Residential property listings climbed by more than 3% during the month of February, driven by a wave of properties hitting the market in Sydney.
Figures released this week by SQM research show residential listings totalled 354,633 in February after a 3.4% month-on-month increase and were 0.8% higher than in February 2015.
Sydney easily led all capital city markets in terms of monthly and yearly increases, with its 25,698 listings over February 15.1% higher than January’s total and 18% higher than February 2015.
Melbourne saw listings rise 8.6% over February; however, its total of 36,406 is 5.6% lower than February 2015.
Hobart is the only other capital city where listings have dropped in the past year, recording a 6.8% fall, as a well as 0.7% decline over February.
Behind Sydney, Darwin
has home to the second largest year-on-year increase with listings up 12% in the year to February.
, Brisbane and Adelaide
all saw monthly and year-on-year increases in listings.
Source: SQM Research
Louis Christopher, head of SQM Research, said the end of summer usually brings about a rise in listings, but the changes seen in Sydney and Hobart represent shifting conditions in their markets.
“Listings normally rise at this time of year as the market fully opens up from the summer hiatus. The rise from Sydney however is well above normal seasonality and well above levels recorded this time last year,” Christopher said.
“This is evidence of a slower Sydney market where it is taking longer to sell. On the other hand, recording a decline at this time of year, as what has happened with Hobart, is also abnormal and is suggestive of a strong market made up of many buyers and fewer sellers,” he said.
Speaking to Your Investment Property Magazine, Rich Harvey, chief executive officer of propertybuyer.com.au, said there were likely multiple factors that had contributed to the increase in Sydney.
“A 15% increase over February is definitely interesting. There’s traditionally a bounce in listings at this time of the year, but that is higher than usual,” Harvey said.
“I’d say there are a few vendors who have wanted to get things done before Easter, so they’ve come to the market a bit earlier. I also think there’s probably a psychological aspect at play. People have seen how Sydney’s performed over recent years and now seeing it’s going to take a bit of time to sell they’ve come to the market earlier than they might have so they can try to lock in their profits,” he said.

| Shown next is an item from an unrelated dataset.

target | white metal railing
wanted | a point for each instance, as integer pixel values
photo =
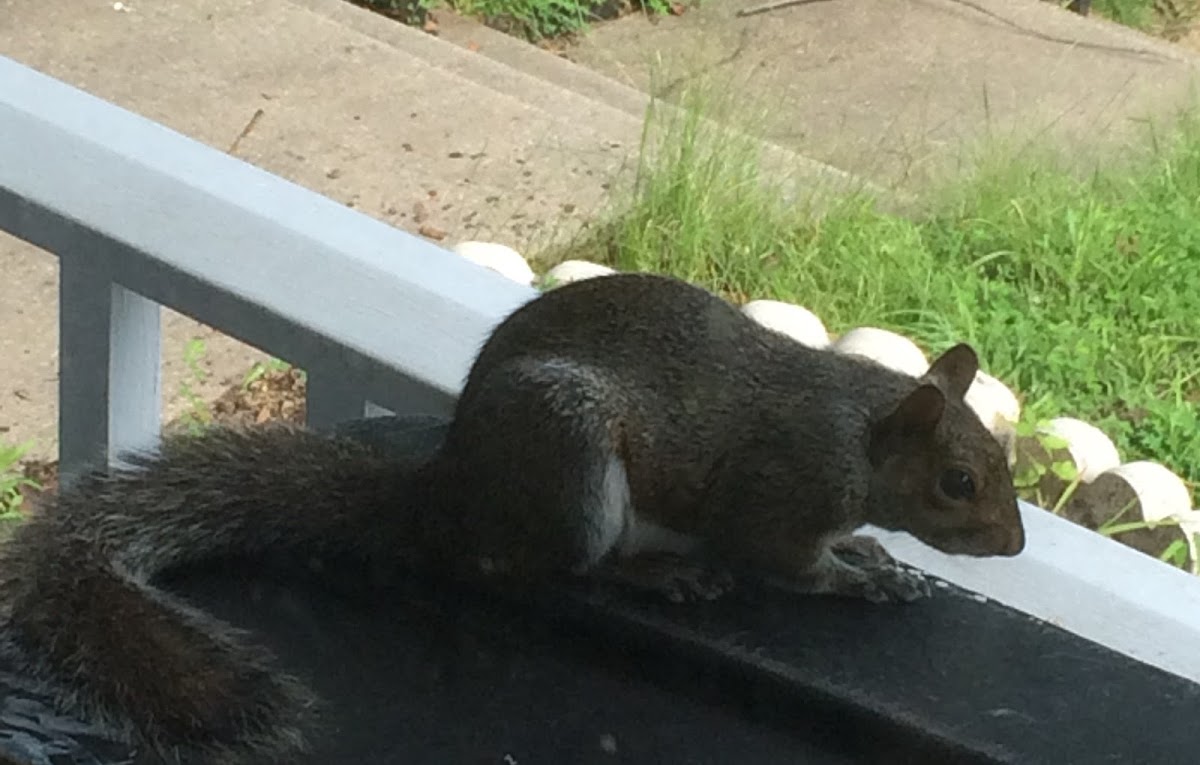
(141, 216)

While the numbers may be an out of the ordinary increase, Harvey said he believes the Sydney market, outside of some pockets, will absorb the increased offerings.
“I do think the market has the capacity to absorb it. There’s still strong demand from aspirational home buyers, those who want to upgrade or buy their first home. Sydney still has the strongest employment and economic conditions and that is helping with population growth as well.

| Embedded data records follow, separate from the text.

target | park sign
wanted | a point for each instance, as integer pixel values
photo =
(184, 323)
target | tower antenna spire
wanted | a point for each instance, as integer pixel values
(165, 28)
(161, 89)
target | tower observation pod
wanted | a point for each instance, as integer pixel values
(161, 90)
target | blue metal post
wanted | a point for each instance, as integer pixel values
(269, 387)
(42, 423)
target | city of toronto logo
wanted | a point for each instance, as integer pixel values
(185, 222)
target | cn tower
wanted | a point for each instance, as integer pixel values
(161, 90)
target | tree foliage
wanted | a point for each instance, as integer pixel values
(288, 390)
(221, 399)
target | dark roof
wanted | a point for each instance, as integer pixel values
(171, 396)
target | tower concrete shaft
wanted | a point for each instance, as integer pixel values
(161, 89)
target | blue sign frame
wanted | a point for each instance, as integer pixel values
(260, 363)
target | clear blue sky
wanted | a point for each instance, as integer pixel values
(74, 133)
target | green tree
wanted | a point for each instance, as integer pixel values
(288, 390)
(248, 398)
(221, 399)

“There might be some pockets, those suburbs that are over supplied with new units like Zetland and possibly Mascot, which might struggle a little bit. I’m also a little sceptical of Parramatta
, the number of new apartments and the prices they’re asking are a little worrying as well.

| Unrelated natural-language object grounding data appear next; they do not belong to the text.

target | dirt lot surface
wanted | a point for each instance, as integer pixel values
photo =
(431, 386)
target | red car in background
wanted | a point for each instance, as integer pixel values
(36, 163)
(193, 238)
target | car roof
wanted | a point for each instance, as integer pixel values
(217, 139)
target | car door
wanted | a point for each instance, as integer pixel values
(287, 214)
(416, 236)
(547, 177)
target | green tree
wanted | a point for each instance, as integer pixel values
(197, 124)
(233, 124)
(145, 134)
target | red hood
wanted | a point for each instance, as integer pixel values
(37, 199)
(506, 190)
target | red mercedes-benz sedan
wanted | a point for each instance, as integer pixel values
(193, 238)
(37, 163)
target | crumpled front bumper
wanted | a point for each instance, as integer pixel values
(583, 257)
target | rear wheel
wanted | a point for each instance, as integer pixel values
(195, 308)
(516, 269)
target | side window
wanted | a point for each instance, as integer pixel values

“If I was an investor, I’d be cautious of the new stock in those areas, I think we’ll see their prices flatline a bit and resale prices suffer.”
While Harvey believes the city at large can handle the increase in listings, he does believe the strong run the city’s auction market has had to start the year may fall off somewhat.
“The clearance rates over the last few weeks have been a bit higher than I was expecting, but they have been on lower volumes.
“Once we see volumes increase, I think we’ll see clearance rates settle at around 65% - 75%.”